Artificial Intelligence and Informatics - Original Article

CT images-based 3D convolutional neural network to predict early recurrence of solitary hepatocellular carcinoma after radical hepatectomy

10.5152/dir.2022.201097

  • Hao Cui
  • Kun-Yuan Wang
  • Wen-Yuan Li
  • Hong-Bo Zhu
  • Lu-Shan Xiao
  • Li Liu

Received Date: 01.01.2021 Accepted Date: 10.08.2021 Diagn Interv Radiol 2022;28(6):524-531

PURPOSE

The high rate of recurrence of hepatocellular carcinoma (HCC) after radical hepatectomy is an important factor that affects the long-term survival of patients.

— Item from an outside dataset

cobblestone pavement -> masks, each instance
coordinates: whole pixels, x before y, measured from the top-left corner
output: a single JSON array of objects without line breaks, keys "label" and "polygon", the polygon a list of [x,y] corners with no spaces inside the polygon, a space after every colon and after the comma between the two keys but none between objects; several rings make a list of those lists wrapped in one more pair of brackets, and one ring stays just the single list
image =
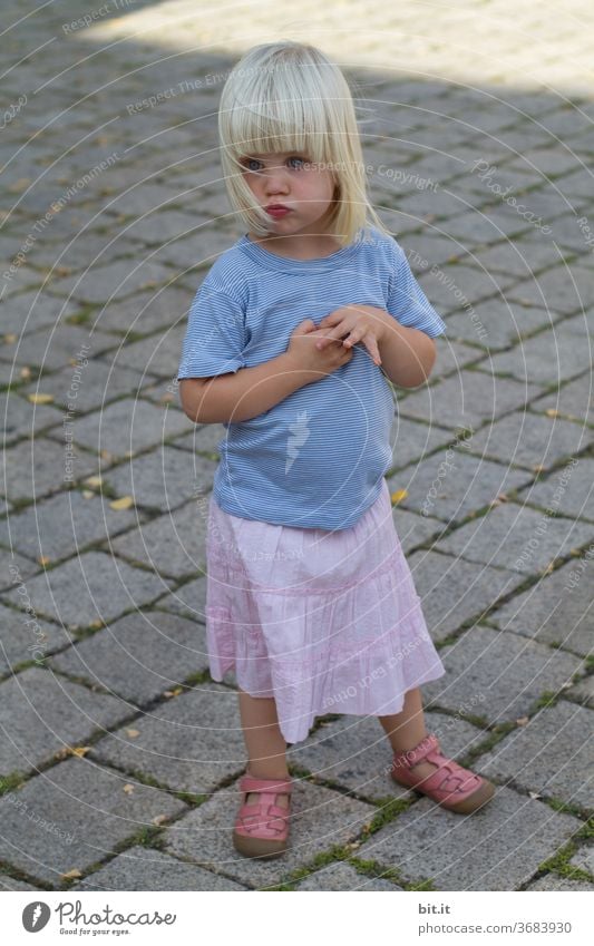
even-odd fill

This study aimed to develop a computed tomography (CT) images-based 3-dimensional (3D) convolutional neural network (CNN) for the preoperative prediction of early recurrence (ER) (≤2 years) after radical hepatectomy in patients with solitary HCC and to compare the effects of segmentation sampling (SS) and non-segmentation sampling (NSS) on the prediction performance of 3D-CNN.

METHODS

Contrast-enhanced CT images of 220 HCC patients were used in this study (training group=178 and test group=42). We used SS and NSS to select the volume-of-interest to train SS-3D-CNN and NSS-3D-CNN separately. The prediction accuracy was evaluated using the test group. Finally, gradient-weighted class activation mappings (Grad-CAMs) were plotted to analyze the difference of prediction logic between the SS-3D-CNN and NSS-3D-CNN.

RESULTS

The areas under the receiver operating characteristic curves (AUCs) of the SS-3D-CNN and NSS3D-CNN in the training group were 0.824 (95% CI: 0.764-0.885) and 0.868 (95% CI: 0.815-0.921). The AUC of the SS-3D-CNN and NSS-3D-CNN in the test group were 0.789 (95% CI: 0.637-0.941) and 0.560 (95% CI: 0.378-0.742). The SS-3D-CNN could stratify patients into low- and high-risk groups, with significant differences in recurrence-free survival (RFS) (P < .001). But NSS-3D-CNN could not effectively stratify them in the test group. According to the Grad-CAMs, compared with SS-3D-CNN, NSS-3D-CNN was obviously interfered by the nearby tissues.

CONCLUSION

SS-3D-CNN may be of clinical use for identifying high-risk patients and formulating individualized treatment and follow-up strategies. SS is better than NSS in improving the performance of 3D-CNN in our study.